Fase-fase yang dipaparkan Rostow tersebut dapat diterapkan dalam tahapan pertumbuhan ekonomi di Singapura. Berawal dari masyarakat tradisional yang hanya sedikit mengalami perubahan sosial, kemudian secara lambat laun memasuki tahap pra tinggal landas dimana terdapat perubahan karena terdapat kaum usahawan yaitu sudah mulai adanya industrialisasi. Walaupun sudah ada perubahan pada tahap pra tinggal landas ini Rostow memandangnya sebagai prakondisi untuk mencapai tahap tinggal landas. Investasi menjadi hal yang cukup penting dalam perubahan ke fase tinggal landas. Rostow menjelaskan bahwa faktor penentu untuk mencapai tahap tinggal landas dan pertumbuhan ekonomi yang otonom dan berkelanjutan adalah pemilikan kemampuan untuk melakukan investasi 10% dari pendapatan nasional (Suwarsono-So, 1991:17). Hal ini memang terbukti, singapura dapat tinggal landas karena menerapkan peluang berinvestasi yang cukup besar kepada pihak asing. Dengan adanya pertumbuhan ekonomi yang otonom dan berkelanjutan Rostow juga memaparkan, maka selanjutnya akan tercapai tahap kematangan pertumbuhan dengan diikuti oleh pesatnya perluasan kesempatan kerja, meningkatnya pendapatan nasioanal, peningkatan permintaan konsumen, dan pembentukan pasar domestik yang tangguh. Rostow memebrkan label tahapan akhir ini sebagai ‘masyarakat dengan konsumsi massa tinggi” (Suwarsono-So, 1991:17).
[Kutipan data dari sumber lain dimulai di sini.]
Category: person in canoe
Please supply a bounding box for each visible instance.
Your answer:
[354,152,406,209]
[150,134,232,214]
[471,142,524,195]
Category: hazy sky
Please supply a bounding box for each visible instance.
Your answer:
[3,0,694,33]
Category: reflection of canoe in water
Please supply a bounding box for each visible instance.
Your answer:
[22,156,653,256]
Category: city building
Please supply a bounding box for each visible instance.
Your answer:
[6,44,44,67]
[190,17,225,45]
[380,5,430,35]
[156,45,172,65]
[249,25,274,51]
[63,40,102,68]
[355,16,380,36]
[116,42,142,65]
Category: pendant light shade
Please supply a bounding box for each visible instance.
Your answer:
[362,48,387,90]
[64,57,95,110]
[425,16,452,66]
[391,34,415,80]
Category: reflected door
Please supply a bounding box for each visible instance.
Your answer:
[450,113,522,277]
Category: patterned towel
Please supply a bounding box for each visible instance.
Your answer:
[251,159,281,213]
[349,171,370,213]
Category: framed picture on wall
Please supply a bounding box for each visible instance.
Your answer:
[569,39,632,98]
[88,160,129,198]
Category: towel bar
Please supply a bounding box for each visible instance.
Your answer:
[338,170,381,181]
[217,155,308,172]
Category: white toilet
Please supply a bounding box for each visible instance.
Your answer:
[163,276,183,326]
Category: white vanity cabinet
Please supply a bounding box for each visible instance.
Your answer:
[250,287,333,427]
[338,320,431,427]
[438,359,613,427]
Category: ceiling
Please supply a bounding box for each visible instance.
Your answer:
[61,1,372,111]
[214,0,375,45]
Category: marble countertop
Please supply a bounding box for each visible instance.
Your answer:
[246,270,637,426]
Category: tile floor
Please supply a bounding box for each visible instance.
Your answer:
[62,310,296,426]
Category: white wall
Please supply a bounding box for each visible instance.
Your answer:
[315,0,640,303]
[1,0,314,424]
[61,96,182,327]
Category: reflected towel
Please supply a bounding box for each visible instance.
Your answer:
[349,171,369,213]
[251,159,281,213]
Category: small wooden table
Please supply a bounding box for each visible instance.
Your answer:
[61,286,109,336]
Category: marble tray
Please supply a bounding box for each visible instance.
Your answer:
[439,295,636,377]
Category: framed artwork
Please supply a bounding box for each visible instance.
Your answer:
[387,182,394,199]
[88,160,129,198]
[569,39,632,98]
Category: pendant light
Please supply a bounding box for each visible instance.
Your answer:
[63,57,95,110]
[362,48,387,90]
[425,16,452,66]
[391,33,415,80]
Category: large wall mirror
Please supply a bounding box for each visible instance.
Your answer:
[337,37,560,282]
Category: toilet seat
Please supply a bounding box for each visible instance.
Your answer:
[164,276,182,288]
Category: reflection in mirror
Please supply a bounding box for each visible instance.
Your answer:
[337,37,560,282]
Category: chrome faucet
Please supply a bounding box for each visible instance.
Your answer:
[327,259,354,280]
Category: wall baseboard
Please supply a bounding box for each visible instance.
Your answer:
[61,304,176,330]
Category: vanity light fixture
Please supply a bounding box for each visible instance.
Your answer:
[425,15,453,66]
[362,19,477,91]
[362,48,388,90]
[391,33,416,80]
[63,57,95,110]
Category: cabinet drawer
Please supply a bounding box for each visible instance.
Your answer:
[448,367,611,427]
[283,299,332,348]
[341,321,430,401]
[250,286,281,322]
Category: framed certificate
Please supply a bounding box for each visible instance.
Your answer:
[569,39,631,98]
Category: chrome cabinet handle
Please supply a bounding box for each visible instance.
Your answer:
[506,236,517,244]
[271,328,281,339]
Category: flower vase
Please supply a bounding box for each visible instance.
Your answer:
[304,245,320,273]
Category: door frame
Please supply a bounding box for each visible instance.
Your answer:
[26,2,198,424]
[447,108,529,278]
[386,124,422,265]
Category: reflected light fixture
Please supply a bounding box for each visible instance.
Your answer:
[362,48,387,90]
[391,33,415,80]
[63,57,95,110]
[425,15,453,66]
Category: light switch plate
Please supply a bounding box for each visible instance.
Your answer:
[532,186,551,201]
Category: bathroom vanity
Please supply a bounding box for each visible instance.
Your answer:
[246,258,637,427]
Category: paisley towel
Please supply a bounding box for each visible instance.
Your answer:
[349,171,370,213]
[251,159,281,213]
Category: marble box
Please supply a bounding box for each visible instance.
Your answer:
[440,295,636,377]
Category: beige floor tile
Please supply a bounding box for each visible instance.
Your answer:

Pertumbuhan perekonomian suatu negara yang baik ditunjang pula oleh suasana politik yang stabil. Oleh karena itulah Singapura berupaya untuk mempertahankan dan menjaga suasana politik negaranya agar stabil dan ditunjang oleh terjaminnya keamanan dan pertahanan. Mereka sadar dengan keadaan bahwa mereka hanya memiliki wilayah yang sempit dengan miskinnya sumber daya alam yang dimiliki, mereka sadar pula akan strategisnya letak wilayah negara mereka sehingga menimbulkan gagasan untuk memajukan perekonomian negaranya dengan membuka jalur perdangan di pelabuhan dan jasa internasional di wilayah mereka. Pelabuhan singapura merupakan salah satu pelabuhan tersibuk di dunia. Dengan stabilnya politik maka kebijakan untuk membuka investasi asing mendapat respon yang baik dari para investor asing untuk menanam modal di Singapura. Segala ketakutan-ketakutan para investor menjadi hilang karena kestabilan politiknya dengan ditunjang oleh keamanan dan pertahanan. Selain itu, dukungan rakyat sangat penting, pemerintah harus memastikan persetujuan rakyatnya untuk politik luar negeri maupun politik dalam negerinya yang dirancang untuk mengarahkan unsur-unsur nasional supaya dapat mendukung didalam menunjang pemerintahnya untuk melaksanakan program-program pembangunan yang telah dirancang.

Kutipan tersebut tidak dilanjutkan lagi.